The purpose of this ongoing study is to determine whether thoracic
radiotherapy for
lung cancer produces an early increase in serum
copper (Cu) concentration, an increase which might predict clinical outcome.
Copper and
iron concentrations were measured in serum obtained from
nonsmall cell lung cancer patients at 0, 1, 2, 4, and 6 weeks after the start of
radiotherapy. Control groups included patients irradiated for
breast cancer (low dose of radiation to the lung), for endometrial, cervical or
prostatic cancer (no dose to lung), and patients with
congestive heart failure,
pulmonary hypertension,
chronic obstructive pulmonary disease (
COPD), and cutaneous
burns with or without
smoke inhalation (no irradiation). Serum Cu concentration increased at least 10 micrograms/dl from the pretreatment level in approximately 75% of the
adenocarcinoma and squamous cell
lung cancer patients, but in only 1 of 4 undifferentiated
lung cancer cases.
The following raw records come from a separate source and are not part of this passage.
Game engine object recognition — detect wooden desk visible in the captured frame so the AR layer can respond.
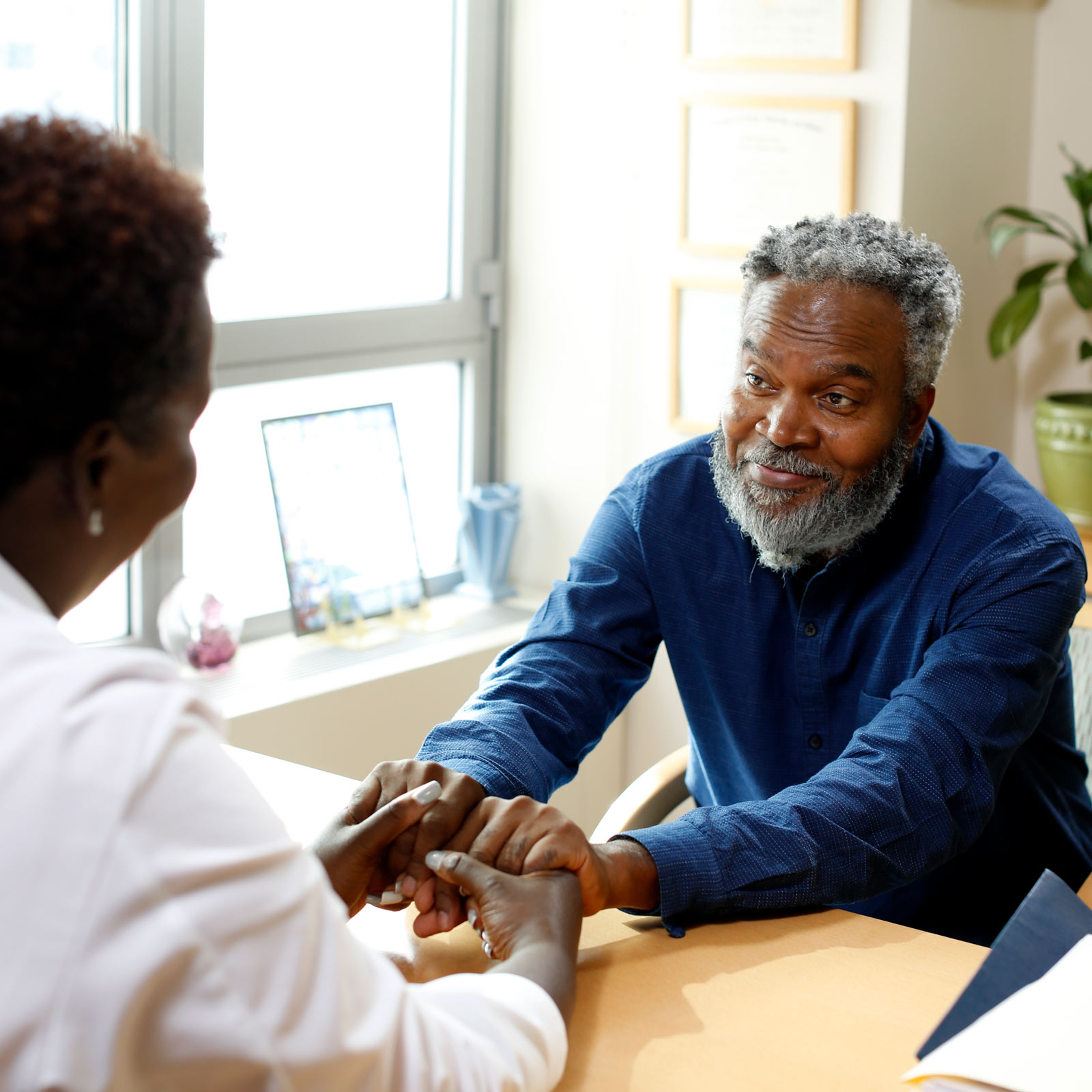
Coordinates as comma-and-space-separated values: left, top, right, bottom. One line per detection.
228, 748, 987, 1092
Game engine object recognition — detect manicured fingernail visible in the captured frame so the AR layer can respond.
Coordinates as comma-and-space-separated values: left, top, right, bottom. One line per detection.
411, 781, 441, 804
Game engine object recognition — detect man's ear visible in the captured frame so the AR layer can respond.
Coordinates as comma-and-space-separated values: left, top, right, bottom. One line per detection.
906, 384, 937, 448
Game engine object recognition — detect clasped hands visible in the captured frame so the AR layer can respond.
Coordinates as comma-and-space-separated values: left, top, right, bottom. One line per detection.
323, 760, 659, 937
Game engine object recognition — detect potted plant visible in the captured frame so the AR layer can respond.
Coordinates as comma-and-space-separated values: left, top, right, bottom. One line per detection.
985, 147, 1092, 528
In virtually all of these responders, serum Cu increased to a maximum at 2 weeks after the start of
therapy, then plateaued or decreased slightly despite continuing irradiation. Within the subset of squamous cell
lung cancers, there was a direct correlation between the degree of histologic differentiation and both baseline serum Cu concentration and the probability of an early increase therein. In contrast, only 33% of
breast cancer patients and 15% of endometrial, cervical and
prostate cancer patients exhibited an increase in serum Cu concentration at 2 weeks after the start of
radiotherapy. Serum Cu concentration was within normal limits in virtually all patients with
congestive heart failure,
pulmonary hypertension, and
COPD.
Burn patients exhibited a significant reduction in serum Cu, although concomitant
smoke inhalation increased serum Cu back to low-normal levels. Serum
iron concentration did not change significantly in any category of patients. These data suggest that thoracic
radiotherapy for well differentiated
non-small cell lung cancer is accompanied by an early increase in serum Cu concentration. This increase is partly but not wholly related to lung dose in particular rather than tissue dose in general, and specifically reflects radiation-induced
lung injury rather than pneumopathy in general. In
lung cancer patients, the change in serum Cu concentration during the first 2 weeks of
radiotherapy exhibits a sufficiently broad range (+60 to -13 micrograms/dl) to permit testing this parameter as a predictor of
tumor response and pulmonary complications.